US corn exports find window of opportunity before 2022-23

A reduction in Brazil's export price competitiveness in August may provide a chance to pick up last-minute sales

The United States’ 2022-23 corn marketing year is one week away from concluding and it’s clear the US Department of Agriculture’s projection will not be met amid uncertainty surrounding its top two buyers, but a reduction in Brazil’s export price competitiveness in August may provide an opportunity to pick up last minute sales, according to market sources.

US export figure recap

US accumulated exports as of the week ending August 17 amount to 38.29 million tonnes, down 34% from 57.74 million tonnes a year ago.

At this point in the prior marketing year, corn exports during the equivalent week at 57.74 accounted for 97% of the 2021/2022 total of 59.76 million tonnes.

Looking at current numbers, exports of 38.29 million tonnes are 93% of this marketing year’s projected figure of 41.28 million tonnes.

This means that with just a week to go until the new marketing year, US exports are 2.99 million tonnes short of meeting the USDA’s estimate for the current 2022-23 marketing year of 41.28 million tonnes.

Even with the listed outstanding sales of 2.23 million tonnes, US exports would still land some 700,000 tonnes short.

Chinese corn imports

Despite active buying earlier in the year, Chinese corn purchases have trended lower over the past three years and US purchases from the Asian giant just haven’t been there.

China imported 1.68 million tonnes of corn in July, with the bulk of imports supplied by the US at 871,733 tonnes – 29% lower than in June and 42% less than a year ago, data released Sunday by China’s General Administration of Customs (GACC) showed.

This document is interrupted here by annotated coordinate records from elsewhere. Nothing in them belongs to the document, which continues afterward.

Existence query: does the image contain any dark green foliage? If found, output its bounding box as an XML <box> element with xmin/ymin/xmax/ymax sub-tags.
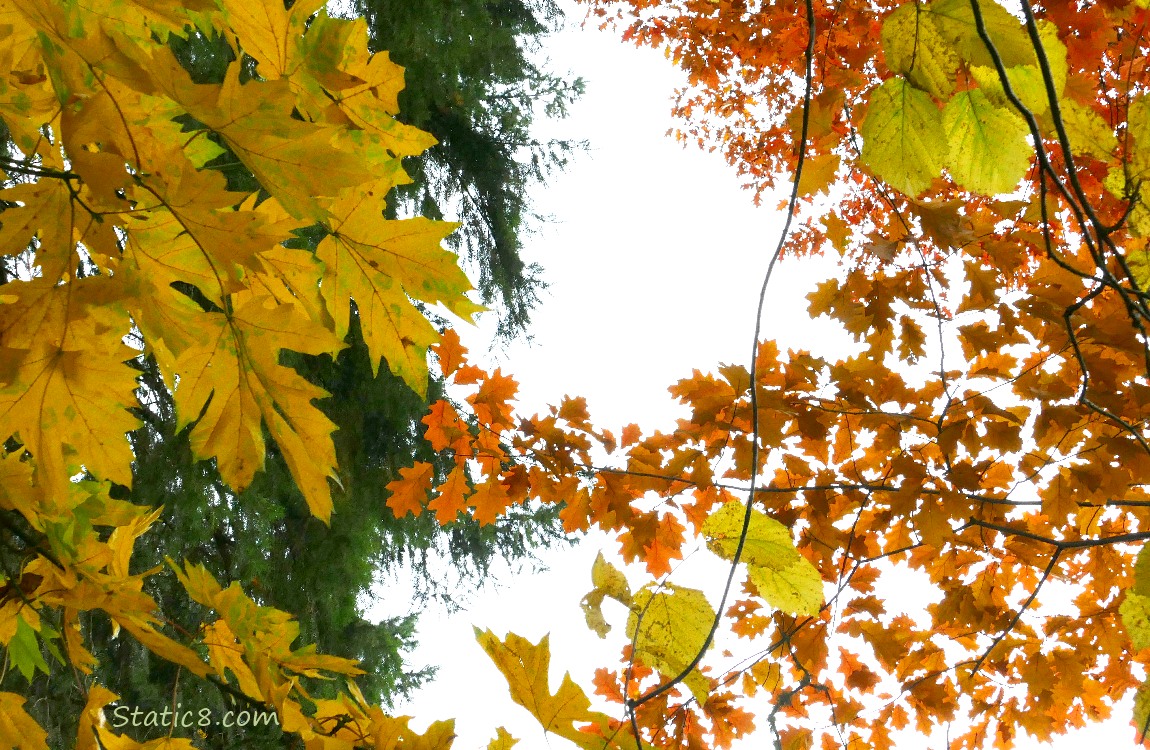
<box><xmin>352</xmin><ymin>0</ymin><xmax>583</xmax><ymax>336</ymax></box>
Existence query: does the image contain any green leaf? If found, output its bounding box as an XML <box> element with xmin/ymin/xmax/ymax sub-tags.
<box><xmin>971</xmin><ymin>21</ymin><xmax>1073</xmax><ymax>115</ymax></box>
<box><xmin>1059</xmin><ymin>99</ymin><xmax>1118</xmax><ymax>160</ymax></box>
<box><xmin>627</xmin><ymin>583</ymin><xmax>715</xmax><ymax>704</ymax></box>
<box><xmin>860</xmin><ymin>78</ymin><xmax>946</xmax><ymax>196</ymax></box>
<box><xmin>703</xmin><ymin>500</ymin><xmax>822</xmax><ymax>614</ymax></box>
<box><xmin>943</xmin><ymin>89</ymin><xmax>1032</xmax><ymax>196</ymax></box>
<box><xmin>882</xmin><ymin>3</ymin><xmax>959</xmax><ymax>98</ymax></box>
<box><xmin>928</xmin><ymin>0</ymin><xmax>1035</xmax><ymax>68</ymax></box>
<box><xmin>8</xmin><ymin>617</ymin><xmax>48</xmax><ymax>680</ymax></box>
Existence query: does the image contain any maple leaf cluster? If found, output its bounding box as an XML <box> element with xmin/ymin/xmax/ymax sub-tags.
<box><xmin>0</xmin><ymin>0</ymin><xmax>480</xmax><ymax>750</ymax></box>
<box><xmin>0</xmin><ymin>0</ymin><xmax>1150</xmax><ymax>749</ymax></box>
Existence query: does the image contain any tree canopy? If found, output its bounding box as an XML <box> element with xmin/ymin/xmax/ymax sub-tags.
<box><xmin>0</xmin><ymin>0</ymin><xmax>1150</xmax><ymax>750</ymax></box>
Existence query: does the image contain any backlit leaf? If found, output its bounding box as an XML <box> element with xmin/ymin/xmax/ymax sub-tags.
<box><xmin>882</xmin><ymin>2</ymin><xmax>959</xmax><ymax>99</ymax></box>
<box><xmin>943</xmin><ymin>89</ymin><xmax>1030</xmax><ymax>196</ymax></box>
<box><xmin>627</xmin><ymin>583</ymin><xmax>715</xmax><ymax>703</ymax></box>
<box><xmin>703</xmin><ymin>500</ymin><xmax>822</xmax><ymax>614</ymax></box>
<box><xmin>861</xmin><ymin>78</ymin><xmax>946</xmax><ymax>196</ymax></box>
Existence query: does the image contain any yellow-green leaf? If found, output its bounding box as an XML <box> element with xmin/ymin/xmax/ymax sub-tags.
<box><xmin>703</xmin><ymin>500</ymin><xmax>822</xmax><ymax>614</ymax></box>
<box><xmin>0</xmin><ymin>692</ymin><xmax>48</xmax><ymax>750</ymax></box>
<box><xmin>860</xmin><ymin>78</ymin><xmax>946</xmax><ymax>196</ymax></box>
<box><xmin>1118</xmin><ymin>589</ymin><xmax>1150</xmax><ymax>650</ymax></box>
<box><xmin>475</xmin><ymin>628</ymin><xmax>635</xmax><ymax>750</ymax></box>
<box><xmin>627</xmin><ymin>583</ymin><xmax>715</xmax><ymax>704</ymax></box>
<box><xmin>582</xmin><ymin>552</ymin><xmax>631</xmax><ymax>638</ymax></box>
<box><xmin>943</xmin><ymin>89</ymin><xmax>1032</xmax><ymax>196</ymax></box>
<box><xmin>925</xmin><ymin>0</ymin><xmax>1035</xmax><ymax>68</ymax></box>
<box><xmin>1059</xmin><ymin>99</ymin><xmax>1118</xmax><ymax>160</ymax></box>
<box><xmin>882</xmin><ymin>2</ymin><xmax>959</xmax><ymax>99</ymax></box>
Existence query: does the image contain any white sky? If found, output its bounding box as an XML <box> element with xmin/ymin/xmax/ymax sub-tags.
<box><xmin>378</xmin><ymin>0</ymin><xmax>1134</xmax><ymax>750</ymax></box>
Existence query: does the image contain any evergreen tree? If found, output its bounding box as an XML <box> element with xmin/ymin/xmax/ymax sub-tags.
<box><xmin>0</xmin><ymin>0</ymin><xmax>582</xmax><ymax>748</ymax></box>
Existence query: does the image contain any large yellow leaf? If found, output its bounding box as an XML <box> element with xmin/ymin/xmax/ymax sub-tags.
<box><xmin>158</xmin><ymin>62</ymin><xmax>378</xmax><ymax>219</ymax></box>
<box><xmin>882</xmin><ymin>2</ymin><xmax>959</xmax><ymax>99</ymax></box>
<box><xmin>317</xmin><ymin>178</ymin><xmax>482</xmax><ymax>395</ymax></box>
<box><xmin>860</xmin><ymin>78</ymin><xmax>946</xmax><ymax>196</ymax></box>
<box><xmin>703</xmin><ymin>500</ymin><xmax>822</xmax><ymax>614</ymax></box>
<box><xmin>627</xmin><ymin>583</ymin><xmax>715</xmax><ymax>704</ymax></box>
<box><xmin>943</xmin><ymin>89</ymin><xmax>1033</xmax><ymax>196</ymax></box>
<box><xmin>175</xmin><ymin>296</ymin><xmax>343</xmax><ymax>521</ymax></box>
<box><xmin>304</xmin><ymin>12</ymin><xmax>436</xmax><ymax>156</ymax></box>
<box><xmin>1118</xmin><ymin>544</ymin><xmax>1150</xmax><ymax>650</ymax></box>
<box><xmin>475</xmin><ymin>628</ymin><xmax>635</xmax><ymax>750</ymax></box>
<box><xmin>221</xmin><ymin>0</ymin><xmax>324</xmax><ymax>79</ymax></box>
<box><xmin>0</xmin><ymin>692</ymin><xmax>48</xmax><ymax>750</ymax></box>
<box><xmin>1060</xmin><ymin>99</ymin><xmax>1118</xmax><ymax>161</ymax></box>
<box><xmin>0</xmin><ymin>335</ymin><xmax>139</xmax><ymax>490</ymax></box>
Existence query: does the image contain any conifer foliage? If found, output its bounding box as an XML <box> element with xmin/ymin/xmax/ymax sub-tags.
<box><xmin>0</xmin><ymin>0</ymin><xmax>1150</xmax><ymax>750</ymax></box>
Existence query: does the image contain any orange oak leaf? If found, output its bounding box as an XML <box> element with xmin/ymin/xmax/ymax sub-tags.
<box><xmin>428</xmin><ymin>466</ymin><xmax>470</xmax><ymax>526</ymax></box>
<box><xmin>385</xmin><ymin>461</ymin><xmax>435</xmax><ymax>518</ymax></box>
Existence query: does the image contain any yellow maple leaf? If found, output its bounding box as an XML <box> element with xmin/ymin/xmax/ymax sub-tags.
<box><xmin>703</xmin><ymin>500</ymin><xmax>822</xmax><ymax>614</ymax></box>
<box><xmin>175</xmin><ymin>296</ymin><xmax>343</xmax><ymax>521</ymax></box>
<box><xmin>475</xmin><ymin>628</ymin><xmax>636</xmax><ymax>750</ymax></box>
<box><xmin>316</xmin><ymin>179</ymin><xmax>482</xmax><ymax>396</ymax></box>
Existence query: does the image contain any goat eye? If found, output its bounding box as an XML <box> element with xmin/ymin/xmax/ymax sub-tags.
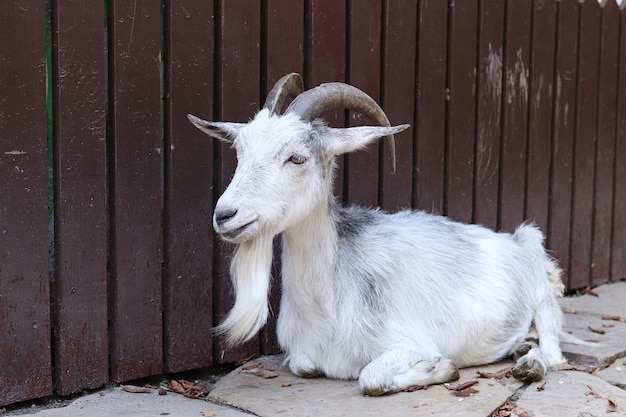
<box><xmin>288</xmin><ymin>155</ymin><xmax>306</xmax><ymax>165</ymax></box>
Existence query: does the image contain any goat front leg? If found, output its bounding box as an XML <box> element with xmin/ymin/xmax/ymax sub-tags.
<box><xmin>359</xmin><ymin>345</ymin><xmax>459</xmax><ymax>396</ymax></box>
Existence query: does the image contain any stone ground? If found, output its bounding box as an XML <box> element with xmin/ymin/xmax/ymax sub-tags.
<box><xmin>0</xmin><ymin>282</ymin><xmax>626</xmax><ymax>417</ymax></box>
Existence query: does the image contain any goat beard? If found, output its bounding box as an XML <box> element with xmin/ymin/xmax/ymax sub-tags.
<box><xmin>215</xmin><ymin>235</ymin><xmax>273</xmax><ymax>346</ymax></box>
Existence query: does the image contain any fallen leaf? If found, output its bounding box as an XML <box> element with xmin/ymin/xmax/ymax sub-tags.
<box><xmin>476</xmin><ymin>366</ymin><xmax>513</xmax><ymax>379</ymax></box>
<box><xmin>580</xmin><ymin>285</ymin><xmax>599</xmax><ymax>297</ymax></box>
<box><xmin>587</xmin><ymin>326</ymin><xmax>606</xmax><ymax>334</ymax></box>
<box><xmin>122</xmin><ymin>385</ymin><xmax>151</xmax><ymax>394</ymax></box>
<box><xmin>607</xmin><ymin>398</ymin><xmax>617</xmax><ymax>413</ymax></box>
<box><xmin>235</xmin><ymin>353</ymin><xmax>254</xmax><ymax>366</ymax></box>
<box><xmin>585</xmin><ymin>385</ymin><xmax>602</xmax><ymax>399</ymax></box>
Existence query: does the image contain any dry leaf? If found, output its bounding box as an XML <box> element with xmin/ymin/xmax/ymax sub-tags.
<box><xmin>122</xmin><ymin>385</ymin><xmax>151</xmax><ymax>394</ymax></box>
<box><xmin>476</xmin><ymin>366</ymin><xmax>513</xmax><ymax>379</ymax></box>
<box><xmin>587</xmin><ymin>326</ymin><xmax>606</xmax><ymax>334</ymax></box>
<box><xmin>585</xmin><ymin>385</ymin><xmax>602</xmax><ymax>399</ymax></box>
<box><xmin>581</xmin><ymin>285</ymin><xmax>599</xmax><ymax>297</ymax></box>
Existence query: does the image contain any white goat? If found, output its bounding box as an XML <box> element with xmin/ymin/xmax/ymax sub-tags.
<box><xmin>189</xmin><ymin>74</ymin><xmax>564</xmax><ymax>395</ymax></box>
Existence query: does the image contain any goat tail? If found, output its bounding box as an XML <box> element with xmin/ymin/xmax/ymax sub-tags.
<box><xmin>213</xmin><ymin>235</ymin><xmax>273</xmax><ymax>346</ymax></box>
<box><xmin>513</xmin><ymin>223</ymin><xmax>565</xmax><ymax>298</ymax></box>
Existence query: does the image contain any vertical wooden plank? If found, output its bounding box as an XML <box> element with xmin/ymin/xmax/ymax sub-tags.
<box><xmin>259</xmin><ymin>0</ymin><xmax>305</xmax><ymax>355</ymax></box>
<box><xmin>213</xmin><ymin>0</ymin><xmax>262</xmax><ymax>362</ymax></box>
<box><xmin>413</xmin><ymin>0</ymin><xmax>449</xmax><ymax>214</ymax></box>
<box><xmin>378</xmin><ymin>1</ymin><xmax>418</xmax><ymax>211</ymax></box>
<box><xmin>591</xmin><ymin>0</ymin><xmax>620</xmax><ymax>285</ymax></box>
<box><xmin>473</xmin><ymin>0</ymin><xmax>504</xmax><ymax>230</ymax></box>
<box><xmin>611</xmin><ymin>3</ymin><xmax>626</xmax><ymax>280</ymax></box>
<box><xmin>52</xmin><ymin>1</ymin><xmax>109</xmax><ymax>395</ymax></box>
<box><xmin>109</xmin><ymin>0</ymin><xmax>163</xmax><ymax>381</ymax></box>
<box><xmin>0</xmin><ymin>1</ymin><xmax>52</xmax><ymax>406</ymax></box>
<box><xmin>547</xmin><ymin>0</ymin><xmax>579</xmax><ymax>286</ymax></box>
<box><xmin>304</xmin><ymin>0</ymin><xmax>346</xmax><ymax>200</ymax></box>
<box><xmin>444</xmin><ymin>0</ymin><xmax>478</xmax><ymax>223</ymax></box>
<box><xmin>498</xmin><ymin>0</ymin><xmax>531</xmax><ymax>232</ymax></box>
<box><xmin>569</xmin><ymin>0</ymin><xmax>600</xmax><ymax>289</ymax></box>
<box><xmin>344</xmin><ymin>0</ymin><xmax>382</xmax><ymax>207</ymax></box>
<box><xmin>163</xmin><ymin>0</ymin><xmax>214</xmax><ymax>372</ymax></box>
<box><xmin>524</xmin><ymin>0</ymin><xmax>557</xmax><ymax>234</ymax></box>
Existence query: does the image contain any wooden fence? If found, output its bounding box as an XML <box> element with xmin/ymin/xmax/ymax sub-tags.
<box><xmin>0</xmin><ymin>0</ymin><xmax>626</xmax><ymax>406</ymax></box>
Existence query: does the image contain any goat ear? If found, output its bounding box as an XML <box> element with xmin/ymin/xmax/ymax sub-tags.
<box><xmin>330</xmin><ymin>124</ymin><xmax>410</xmax><ymax>155</ymax></box>
<box><xmin>187</xmin><ymin>114</ymin><xmax>245</xmax><ymax>143</ymax></box>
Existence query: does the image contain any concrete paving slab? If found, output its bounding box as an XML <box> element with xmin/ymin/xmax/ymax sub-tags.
<box><xmin>0</xmin><ymin>387</ymin><xmax>250</xmax><ymax>417</ymax></box>
<box><xmin>210</xmin><ymin>355</ymin><xmax>522</xmax><ymax>417</ymax></box>
<box><xmin>512</xmin><ymin>371</ymin><xmax>626</xmax><ymax>417</ymax></box>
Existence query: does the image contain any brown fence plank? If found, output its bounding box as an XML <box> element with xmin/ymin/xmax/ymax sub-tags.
<box><xmin>344</xmin><ymin>0</ymin><xmax>382</xmax><ymax>207</ymax></box>
<box><xmin>444</xmin><ymin>0</ymin><xmax>478</xmax><ymax>223</ymax></box>
<box><xmin>163</xmin><ymin>0</ymin><xmax>214</xmax><ymax>372</ymax></box>
<box><xmin>304</xmin><ymin>0</ymin><xmax>346</xmax><ymax>200</ymax></box>
<box><xmin>611</xmin><ymin>4</ymin><xmax>626</xmax><ymax>280</ymax></box>
<box><xmin>378</xmin><ymin>1</ymin><xmax>418</xmax><ymax>210</ymax></box>
<box><xmin>547</xmin><ymin>0</ymin><xmax>579</xmax><ymax>279</ymax></box>
<box><xmin>473</xmin><ymin>0</ymin><xmax>504</xmax><ymax>230</ymax></box>
<box><xmin>259</xmin><ymin>0</ymin><xmax>305</xmax><ymax>355</ymax></box>
<box><xmin>524</xmin><ymin>0</ymin><xmax>557</xmax><ymax>234</ymax></box>
<box><xmin>498</xmin><ymin>0</ymin><xmax>531</xmax><ymax>232</ymax></box>
<box><xmin>109</xmin><ymin>0</ymin><xmax>163</xmax><ymax>381</ymax></box>
<box><xmin>0</xmin><ymin>2</ymin><xmax>52</xmax><ymax>406</ymax></box>
<box><xmin>591</xmin><ymin>1</ymin><xmax>620</xmax><ymax>285</ymax></box>
<box><xmin>213</xmin><ymin>0</ymin><xmax>263</xmax><ymax>362</ymax></box>
<box><xmin>52</xmin><ymin>1</ymin><xmax>109</xmax><ymax>395</ymax></box>
<box><xmin>569</xmin><ymin>0</ymin><xmax>600</xmax><ymax>289</ymax></box>
<box><xmin>413</xmin><ymin>0</ymin><xmax>449</xmax><ymax>214</ymax></box>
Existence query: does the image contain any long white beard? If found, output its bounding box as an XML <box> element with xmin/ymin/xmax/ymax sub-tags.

During this time last year, exports for the marketing year totaled 13.79 million tonnes, or 24% of the total.

As of August 17, Chinese buying during the current marketing year amounted to 7.54 million tonnes, 45% lower year on year.

The sum accounts for 20% of exports so far and 18% of the USDA projected total export figure for 2022-23, which ends on August 31.

Heavy rains in the Northeastern region of China this week have caused more flooding in corn production areas, adding to damage endured earlier in the month, but the extent of the damage and if it will trigger any US corn buying is unclear.

Mexican corn imports

The United States’ historically most reliable trading partner, Mexico took back from China the spot of top US corn purchaser during the 2021-22 marketing year, accounting for 28% of total purchases, followed by China with 24%.

Four flash sales were announced so far this month of sales to Mexico totaling 28.8 million bushels, or 731,559 tonnes.

Of the total, 20 million bushels are scheduled for delivery during the 2023-24 marketing year – which begins September 1, 4.4 million bushels for delivery 2024-25, and 4.4 million bushels for 2025-26.

Weekly export data released this morning revealed that Mexico currently accounts for 37% of total exports to date, ahead of China’s 20%.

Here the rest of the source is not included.